中国媒体博克



Restricting the foreign press

媒体来源: ChinaMediaBlog.com
2008-06-18

With the Olympics barely seven weeks off, China is apparently hoping that no one will notice it isn’t fully keeping its pledge to open up the country to the foreign media during the Games.

Wednesday offered a good example of the kind of controls China still places on reporters.

The Olympic torch made its tour during the morning through Kashgar, the Silk Road outpost in the troubled Xinjiang region of far west China. Minders kept foreign reporters away from most of the relay route and barred them from speaking to ordinary citizens.

Here’s a tidbit from the Reuters story datelined from Kashgar:

Foreign reporters have been banned from talking to anyone watching the torch along its route, despite China pledging complete media freedom when it applied to host the Olympics, and are limited to a few stage-managed events.

"Anybody can watch the torch, but if you come on your own or with your family, you'll have to watch it from afar and can't get up close," one sullen government official said.

The Associated Press story also made mention of the restrictions on foreign media:

Black-gloved security agents jogged alongside the torch as it wound through the streets of Kashgar, an ancient Silk Road city near the borders with Central Asia, Afghanistan and Pakistan. Foreign journalists were not allowed along the route, where cheering bystanders shouted "Go China!" under sunny skies.

Later in the same story, the AP journalist noted the following:

Xinjiang officials accompanied foreign journalists on a bus to the relay and did not allow them to wander from the group.

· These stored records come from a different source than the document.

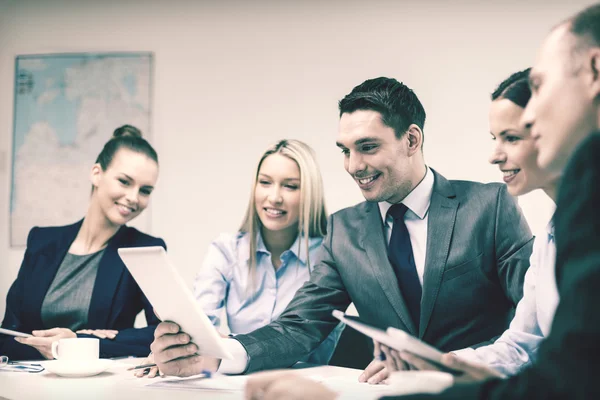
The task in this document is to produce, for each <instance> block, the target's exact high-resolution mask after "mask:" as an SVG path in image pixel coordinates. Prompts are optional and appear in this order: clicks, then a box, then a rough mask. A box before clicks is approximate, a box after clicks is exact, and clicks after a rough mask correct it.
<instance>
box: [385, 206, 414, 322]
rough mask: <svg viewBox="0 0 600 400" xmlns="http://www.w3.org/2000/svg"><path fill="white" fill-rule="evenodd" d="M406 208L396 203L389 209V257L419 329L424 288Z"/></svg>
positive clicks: (406, 299)
mask: <svg viewBox="0 0 600 400" xmlns="http://www.w3.org/2000/svg"><path fill="white" fill-rule="evenodd" d="M406 210H407V208H406V206H405V205H404V204H394V205H393V206H391V207H390V209H389V210H388V215H391V216H392V218H394V226H393V228H392V236H391V237H390V244H389V246H388V258H389V260H390V263H391V264H392V266H393V267H394V271H395V272H396V278H397V279H398V286H399V287H400V293H402V297H404V302H405V303H406V305H407V307H408V310H409V312H410V315H411V317H412V320H413V322H414V323H415V327H416V328H417V331H418V330H419V319H420V317H421V293H422V290H421V282H420V281H419V276H418V275H417V267H416V266H415V258H414V256H413V252H412V246H411V244H410V236H409V234H408V229H406V224H405V223H404V214H406Z"/></svg>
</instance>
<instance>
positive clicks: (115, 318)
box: [0, 221, 166, 360]
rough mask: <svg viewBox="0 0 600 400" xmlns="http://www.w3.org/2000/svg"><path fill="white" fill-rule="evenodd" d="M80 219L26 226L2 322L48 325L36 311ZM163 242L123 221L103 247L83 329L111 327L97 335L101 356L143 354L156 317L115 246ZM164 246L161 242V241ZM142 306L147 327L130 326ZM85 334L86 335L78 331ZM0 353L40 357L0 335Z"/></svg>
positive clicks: (162, 245) (24, 356)
mask: <svg viewBox="0 0 600 400" xmlns="http://www.w3.org/2000/svg"><path fill="white" fill-rule="evenodd" d="M81 223H82V221H79V222H77V223H76V224H73V225H68V226H61V227H48V228H38V227H35V228H33V229H32V230H31V231H30V232H29V236H28V238H27V250H26V251H25V257H24V258H23V263H22V264H21V269H20V270H19V274H18V276H17V279H16V280H15V282H14V283H13V285H12V286H11V288H10V290H9V291H8V295H7V298H6V312H5V314H4V320H3V321H2V327H3V328H7V329H13V330H17V331H21V332H31V331H32V330H35V329H49V328H54V327H53V326H44V324H43V322H42V317H41V310H42V302H43V301H44V297H45V296H46V292H47V291H48V289H49V288H50V284H51V283H52V281H53V279H54V276H55V275H56V272H57V270H58V267H59V266H60V264H61V262H62V260H63V258H64V257H65V255H66V253H67V251H68V250H69V247H70V246H71V243H72V242H73V240H75V237H76V236H77V233H78V232H79V228H80V227H81ZM138 246H163V247H165V242H164V241H163V240H162V239H158V238H155V237H152V236H149V235H146V234H144V233H141V232H139V231H138V230H137V229H134V228H129V227H126V226H123V227H121V228H120V229H119V231H118V232H117V233H116V234H115V236H113V238H112V239H111V240H110V241H109V243H108V246H107V247H106V249H105V250H104V254H103V255H102V259H101V261H100V265H99V266H98V275H97V276H96V283H95V285H94V290H93V292H92V299H91V303H90V311H89V314H88V322H87V324H86V325H85V329H115V330H118V331H119V334H118V335H117V337H116V338H115V339H113V340H109V339H100V353H101V357H116V356H125V355H136V356H147V355H148V353H149V352H150V343H152V340H153V335H154V329H155V328H156V325H157V324H158V322H159V321H158V319H157V318H156V316H155V315H154V312H153V310H152V306H151V305H150V303H149V302H148V300H147V299H146V297H145V296H144V294H143V293H142V291H141V290H140V288H139V287H138V285H137V284H136V282H135V280H134V279H133V277H132V276H131V275H130V274H129V271H127V268H126V267H125V265H124V264H123V262H122V261H121V258H120V257H119V255H118V254H117V249H118V248H120V247H138ZM165 248H166V247H165ZM141 310H144V311H145V313H146V320H147V321H148V327H147V328H143V329H134V328H133V323H134V320H135V317H136V315H137V314H138V313H139V312H140V311H141ZM78 336H80V337H88V336H87V335H78ZM0 354H2V355H6V356H8V357H9V358H10V359H12V360H23V359H40V358H41V357H42V356H41V354H40V353H39V352H38V351H37V350H35V349H34V348H33V347H30V346H26V345H23V344H20V343H18V342H17V341H15V340H14V339H13V337H11V336H4V335H0Z"/></svg>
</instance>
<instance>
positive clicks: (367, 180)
mask: <svg viewBox="0 0 600 400" xmlns="http://www.w3.org/2000/svg"><path fill="white" fill-rule="evenodd" d="M415 129H416V130H418V132H417V133H416V136H415V135H413V132H414V131H415ZM416 137H418V138H417V141H418V143H415V142H414V140H415V138H416ZM421 140H422V133H420V130H419V128H417V127H416V125H411V127H409V132H407V133H405V134H404V135H403V136H402V137H401V138H400V139H398V138H397V137H396V134H395V132H394V129H393V128H390V127H389V126H387V125H385V124H384V123H383V122H382V120H381V114H380V113H378V112H376V111H371V110H358V111H354V112H352V113H344V114H342V116H341V118H340V125H339V133H338V139H337V143H336V144H337V146H338V147H339V148H340V149H341V150H342V153H343V154H344V168H345V169H346V171H348V173H349V174H350V176H351V177H352V178H353V179H354V181H355V182H356V183H357V185H358V187H359V188H360V190H361V191H362V194H363V196H364V197H365V199H367V200H368V201H375V202H380V201H388V202H390V203H399V202H400V201H402V199H404V197H406V195H407V194H408V193H410V191H411V190H412V189H413V187H414V184H415V183H418V182H419V179H421V178H422V176H418V175H419V171H420V170H422V171H425V167H424V162H423V158H422V153H421V152H420V151H421V150H420V145H421V142H420V141H421ZM421 167H422V168H421Z"/></svg>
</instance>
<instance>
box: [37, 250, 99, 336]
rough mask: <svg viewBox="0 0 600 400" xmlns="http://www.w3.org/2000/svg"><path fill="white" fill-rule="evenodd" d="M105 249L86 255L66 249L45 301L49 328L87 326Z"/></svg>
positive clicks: (43, 307)
mask: <svg viewBox="0 0 600 400" xmlns="http://www.w3.org/2000/svg"><path fill="white" fill-rule="evenodd" d="M102 254H104V249H102V250H100V251H98V252H96V253H92V254H86V255H82V256H80V255H75V254H71V253H67V255H66V256H65V258H64V259H63V261H62V263H61V264H60V267H58V271H57V272H56V276H55V277H54V280H53V281H52V284H51V285H50V288H49V289H48V292H47V293H46V297H45V298H44V302H43V303H42V321H43V323H44V326H46V327H47V328H69V329H71V330H72V331H76V330H78V329H81V328H82V327H84V326H85V324H86V323H87V320H88V311H89V308H90V302H91V300H92V291H93V289H94V283H95V282H96V275H97V273H98V265H99V264H100V259H102Z"/></svg>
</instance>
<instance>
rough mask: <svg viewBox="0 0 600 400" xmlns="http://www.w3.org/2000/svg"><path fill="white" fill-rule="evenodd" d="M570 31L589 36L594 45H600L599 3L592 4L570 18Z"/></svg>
mask: <svg viewBox="0 0 600 400" xmlns="http://www.w3.org/2000/svg"><path fill="white" fill-rule="evenodd" d="M570 31H571V32H572V33H573V34H575V35H577V36H580V37H585V36H587V37H589V38H591V39H592V40H593V42H594V44H595V45H596V46H600V4H594V5H593V6H590V7H588V8H586V9H584V10H582V11H580V12H578V13H577V14H575V16H574V17H573V18H571V20H570Z"/></svg>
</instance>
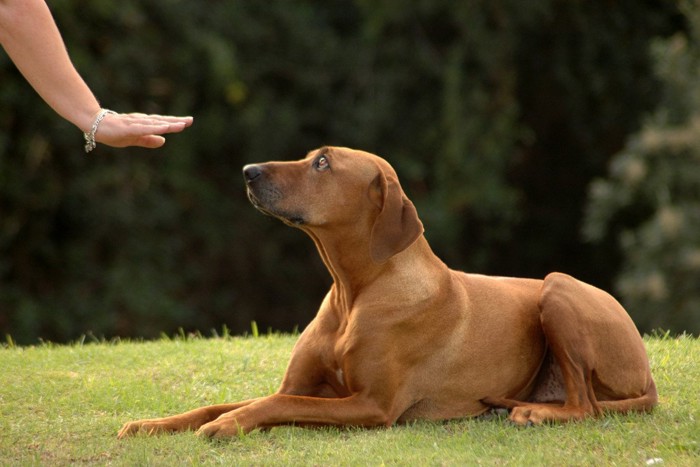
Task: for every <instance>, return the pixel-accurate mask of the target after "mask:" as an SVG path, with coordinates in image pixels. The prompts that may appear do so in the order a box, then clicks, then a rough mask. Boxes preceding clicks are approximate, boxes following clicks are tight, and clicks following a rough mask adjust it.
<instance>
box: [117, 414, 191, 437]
mask: <svg viewBox="0 0 700 467" xmlns="http://www.w3.org/2000/svg"><path fill="white" fill-rule="evenodd" d="M183 429H185V428H183V427H181V426H180V425H179V424H178V423H177V422H176V421H175V420H173V419H172V418H154V419H148V420H137V421H135V422H128V423H125V424H124V426H122V428H121V430H119V433H118V434H117V438H119V439H123V438H126V437H127V436H131V435H135V434H137V433H144V434H146V435H149V436H151V435H157V434H160V433H166V432H173V431H181V430H183Z"/></svg>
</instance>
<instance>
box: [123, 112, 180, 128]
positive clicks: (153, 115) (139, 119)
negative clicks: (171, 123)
mask: <svg viewBox="0 0 700 467" xmlns="http://www.w3.org/2000/svg"><path fill="white" fill-rule="evenodd" d="M122 115H126V116H128V117H131V118H132V120H131V121H132V122H134V123H158V122H160V123H162V122H165V123H184V124H185V126H190V125H192V122H193V121H194V117H191V116H185V117H176V116H173V115H157V114H151V115H147V114H142V113H130V114H122Z"/></svg>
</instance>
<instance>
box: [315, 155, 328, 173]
mask: <svg viewBox="0 0 700 467" xmlns="http://www.w3.org/2000/svg"><path fill="white" fill-rule="evenodd" d="M314 165H315V166H316V170H326V169H327V168H329V167H330V165H329V164H328V158H327V157H326V156H321V157H319V158H318V159H316V163H315V164H314Z"/></svg>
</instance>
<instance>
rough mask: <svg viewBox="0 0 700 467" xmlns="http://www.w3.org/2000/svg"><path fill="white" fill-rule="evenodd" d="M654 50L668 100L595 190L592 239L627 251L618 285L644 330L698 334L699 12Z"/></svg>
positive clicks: (662, 98) (699, 129) (619, 289)
mask: <svg viewBox="0 0 700 467" xmlns="http://www.w3.org/2000/svg"><path fill="white" fill-rule="evenodd" d="M682 4H683V7H684V11H685V12H686V16H687V18H688V22H689V25H690V27H689V34H682V33H678V34H676V35H674V36H673V37H671V38H670V39H666V40H661V41H658V43H657V44H655V47H654V57H655V59H656V63H657V73H658V76H659V79H660V80H661V82H662V87H661V89H662V90H663V93H662V97H663V98H662V101H661V103H660V105H659V107H658V109H657V110H656V111H655V112H654V113H653V114H652V115H651V116H650V117H649V118H648V119H647V121H646V123H645V125H644V127H643V128H642V130H641V131H640V132H638V133H636V134H635V135H633V136H632V137H631V138H630V139H629V141H628V143H627V145H626V147H625V149H624V151H622V152H621V153H620V154H618V155H616V156H615V157H614V158H613V160H612V163H611V166H610V172H609V174H608V177H607V178H606V179H600V180H596V181H595V182H594V183H593V184H592V185H591V192H590V204H589V206H588V216H587V222H586V232H587V234H588V236H589V238H591V239H592V240H602V239H608V240H609V239H613V240H614V241H617V242H618V243H619V245H620V247H621V250H622V255H623V256H622V257H623V267H622V270H621V273H620V275H619V277H618V278H617V281H616V286H617V287H616V288H617V290H619V292H620V295H621V297H622V298H623V300H624V302H625V303H626V304H627V305H629V306H630V307H631V308H632V309H634V310H635V313H636V314H635V316H636V318H637V322H638V324H639V325H640V326H642V327H643V328H647V329H648V328H658V327H662V328H665V329H668V330H670V331H673V332H682V331H684V330H687V331H688V332H694V333H698V332H700V235H699V232H700V110H698V109H700V10H698V9H697V8H696V7H694V4H695V2H690V1H687V2H682Z"/></svg>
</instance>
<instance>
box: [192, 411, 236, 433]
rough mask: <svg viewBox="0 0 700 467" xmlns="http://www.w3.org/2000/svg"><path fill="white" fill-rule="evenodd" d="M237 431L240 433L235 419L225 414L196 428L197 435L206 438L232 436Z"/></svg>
mask: <svg viewBox="0 0 700 467" xmlns="http://www.w3.org/2000/svg"><path fill="white" fill-rule="evenodd" d="M239 433H242V430H241V426H240V425H239V424H238V422H237V421H236V419H235V418H233V417H226V416H221V417H219V418H217V419H216V420H214V421H213V422H209V423H207V424H205V425H202V426H201V427H200V428H199V430H197V436H206V437H208V438H233V437H235V436H238V434H239Z"/></svg>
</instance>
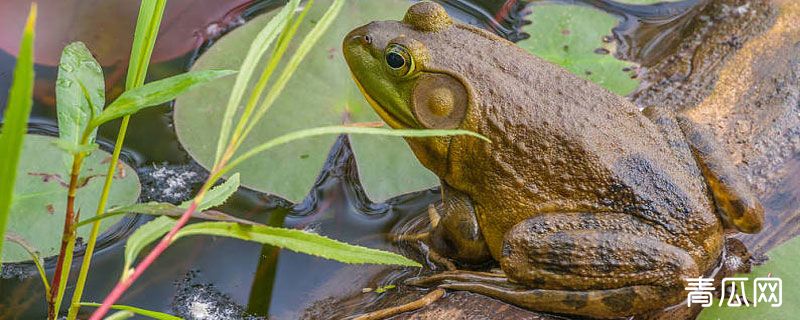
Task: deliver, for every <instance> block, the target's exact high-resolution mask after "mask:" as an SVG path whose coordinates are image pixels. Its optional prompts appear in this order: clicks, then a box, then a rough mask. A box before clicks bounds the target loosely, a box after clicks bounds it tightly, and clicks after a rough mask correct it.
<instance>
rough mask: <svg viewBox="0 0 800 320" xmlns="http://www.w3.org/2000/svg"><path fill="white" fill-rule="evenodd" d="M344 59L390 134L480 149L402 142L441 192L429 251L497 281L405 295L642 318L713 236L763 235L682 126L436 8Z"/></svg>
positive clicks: (722, 178) (356, 47) (691, 275)
mask: <svg viewBox="0 0 800 320" xmlns="http://www.w3.org/2000/svg"><path fill="white" fill-rule="evenodd" d="M344 55H345V59H346V60H347V63H348V64H349V66H350V69H351V71H352V73H353V77H354V79H355V81H356V82H357V83H358V85H359V87H360V88H361V91H362V92H363V93H364V95H365V96H366V98H367V100H368V101H369V102H370V103H371V105H372V106H373V107H374V109H375V111H376V112H377V113H378V114H379V115H380V116H381V118H383V120H384V121H385V122H386V123H387V124H388V125H389V126H391V127H393V128H403V129H409V128H412V129H454V128H459V129H465V130H471V131H474V132H477V133H479V134H481V135H483V136H485V137H487V138H489V139H490V140H491V141H492V142H491V143H487V142H485V141H483V140H480V139H476V138H474V137H470V136H450V137H437V138H407V139H406V140H407V142H408V144H409V145H410V146H411V149H412V150H413V152H414V154H415V155H416V157H417V158H418V159H419V161H420V162H421V163H422V164H423V165H424V166H425V167H427V168H428V169H430V170H431V171H432V172H434V173H435V174H436V175H437V176H438V177H439V178H440V179H441V184H442V197H443V204H442V206H441V210H439V211H440V216H441V218H440V219H439V221H438V223H435V225H432V228H433V230H432V232H431V233H430V237H429V242H430V244H431V246H432V248H433V249H434V250H435V251H437V253H439V254H440V255H444V256H446V257H449V258H451V259H453V260H455V261H457V262H459V263H461V265H462V266H464V265H469V264H473V265H475V264H479V263H484V262H487V261H491V260H495V261H497V262H499V264H500V267H501V269H502V273H498V272H471V271H448V272H444V273H440V274H436V275H433V276H430V277H427V278H420V279H416V280H415V281H413V282H414V283H415V284H417V285H426V286H434V285H438V286H441V287H444V288H449V289H454V290H467V291H472V292H477V293H481V294H484V295H488V296H491V297H495V298H497V299H500V300H504V301H507V302H509V303H513V304H515V305H518V306H522V307H525V308H528V309H532V310H539V311H546V312H554V313H563V314H574V315H583V316H591V317H600V318H603V317H617V316H626V315H633V314H640V313H643V312H646V311H649V310H654V309H657V308H663V307H666V306H670V305H673V304H677V303H680V302H681V301H683V300H684V299H685V298H686V291H685V290H684V287H685V285H686V278H696V277H700V276H703V275H706V274H708V273H709V272H711V271H712V270H714V269H715V267H716V266H717V265H718V262H719V260H720V256H721V254H722V249H723V248H722V247H723V240H724V233H725V230H728V229H736V230H738V231H742V232H748V233H754V232H758V231H759V229H760V228H761V225H762V221H763V209H762V207H761V205H760V204H759V202H758V200H757V199H756V197H755V196H754V194H753V193H752V192H751V191H750V190H749V189H748V186H747V185H746V184H745V183H744V181H743V179H742V178H741V177H740V176H739V175H738V173H737V172H736V170H735V169H734V167H733V166H732V165H731V164H730V163H729V161H728V159H727V155H726V154H725V153H724V151H722V150H720V149H719V148H718V147H717V146H716V144H715V143H714V141H713V138H712V137H711V136H710V135H709V134H708V133H707V132H706V131H705V130H704V129H703V128H700V127H698V126H697V125H695V124H694V123H693V122H692V121H691V120H690V119H689V118H687V117H685V116H682V115H680V114H675V113H672V112H669V111H667V110H664V109H660V108H653V107H651V108H647V109H645V110H644V111H641V112H640V111H639V109H638V108H637V107H636V106H634V105H633V104H632V103H630V102H629V101H627V100H625V99H624V98H622V97H619V96H617V95H614V94H612V93H610V92H608V91H606V90H605V89H603V88H601V87H599V86H598V85H596V84H593V83H591V82H589V81H587V80H584V79H581V78H579V77H577V76H574V75H572V74H570V73H569V72H567V71H565V70H564V69H562V68H560V67H558V66H555V65H553V64H550V63H548V62H546V61H543V60H542V59H540V58H537V57H535V56H533V55H530V54H528V53H527V52H525V51H524V50H522V49H520V48H519V47H517V46H515V45H514V44H513V43H511V42H509V41H506V40H505V39H502V38H500V37H498V36H495V35H493V34H491V33H489V32H486V31H483V30H480V29H477V28H474V27H471V26H467V25H463V24H459V23H455V22H453V21H452V20H451V18H450V17H449V16H448V15H447V13H446V12H445V11H444V9H443V8H442V7H441V6H439V5H438V4H434V3H431V2H421V3H418V4H415V5H413V6H412V7H411V8H410V9H409V10H408V12H407V13H406V15H405V17H404V18H403V20H402V21H382V22H372V23H370V24H367V25H365V26H363V27H360V28H358V29H355V30H353V31H352V32H350V34H348V35H347V36H346V38H345V39H344ZM433 220H434V221H435V220H436V219H433ZM434 221H432V222H434Z"/></svg>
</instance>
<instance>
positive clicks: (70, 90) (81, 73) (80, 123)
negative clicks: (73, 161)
mask: <svg viewBox="0 0 800 320" xmlns="http://www.w3.org/2000/svg"><path fill="white" fill-rule="evenodd" d="M105 103H106V93H105V82H104V78H103V69H102V68H100V64H99V63H97V61H96V60H95V59H94V57H92V53H91V52H89V49H88V48H86V45H84V44H83V42H73V43H70V44H69V45H67V46H66V47H64V50H63V51H62V54H61V62H60V63H59V65H58V80H56V107H57V113H58V134H59V137H61V144H64V145H69V146H71V147H73V148H75V149H78V148H80V145H81V136H82V135H83V132H84V130H85V129H86V127H87V126H88V125H89V121H91V120H92V118H94V117H96V116H97V115H99V114H100V112H102V111H103V107H104V106H105ZM96 132H97V129H96V128H95V130H92V133H91V135H90V136H89V140H88V141H87V142H88V143H92V142H94V135H95V134H96ZM68 158H69V159H72V157H71V156H69V157H68Z"/></svg>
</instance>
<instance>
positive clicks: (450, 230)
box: [430, 182, 492, 264]
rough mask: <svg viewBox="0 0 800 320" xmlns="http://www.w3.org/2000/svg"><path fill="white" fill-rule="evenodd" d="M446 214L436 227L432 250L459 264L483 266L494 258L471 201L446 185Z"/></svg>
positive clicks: (473, 206) (455, 190)
mask: <svg viewBox="0 0 800 320" xmlns="http://www.w3.org/2000/svg"><path fill="white" fill-rule="evenodd" d="M442 200H443V202H442V211H441V212H439V214H440V217H439V223H438V224H436V225H435V226H434V227H433V230H432V233H431V237H430V241H431V246H432V247H433V249H434V250H436V251H437V252H438V253H439V254H442V255H443V256H446V257H449V258H452V259H455V260H457V261H459V262H465V263H472V264H479V263H483V262H486V261H488V260H490V259H491V258H492V256H491V254H490V252H489V247H488V246H487V244H486V241H485V240H484V238H483V233H482V232H481V228H480V226H479V225H478V219H477V216H476V215H475V207H474V206H473V204H472V200H471V199H470V197H469V196H468V195H466V194H464V193H462V192H459V191H458V190H455V189H453V188H452V187H450V186H448V185H447V184H446V183H444V182H443V183H442Z"/></svg>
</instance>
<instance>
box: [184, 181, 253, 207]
mask: <svg viewBox="0 0 800 320" xmlns="http://www.w3.org/2000/svg"><path fill="white" fill-rule="evenodd" d="M236 190H239V174H238V173H235V174H233V175H232V176H231V177H230V178H228V180H226V181H225V182H223V183H222V184H221V185H218V186H216V187H213V188H211V190H208V192H207V193H206V195H205V197H203V202H201V203H200V204H199V205H197V211H203V210H206V209H208V208H213V207H216V206H219V205H222V204H223V203H225V201H227V200H228V198H230V197H231V196H232V195H233V193H234V192H236ZM191 203H192V200H189V201H186V202H184V203H181V205H180V207H181V208H184V209H186V208H188V207H189V205H190V204H191Z"/></svg>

After the start of the event, the journalists were taken to the finish point _ a square dominated by a giant statue of Mao Zedong, a reminder of heavy-handed Communist Party rule over the region since People's Liberation Army forces entered in 1949.

A day earlier in Urumqi, Xinjiang residents were told to stay home and watch the torch relay on TV. That’s probably what Chinese authorities also wish foreign reporters would do.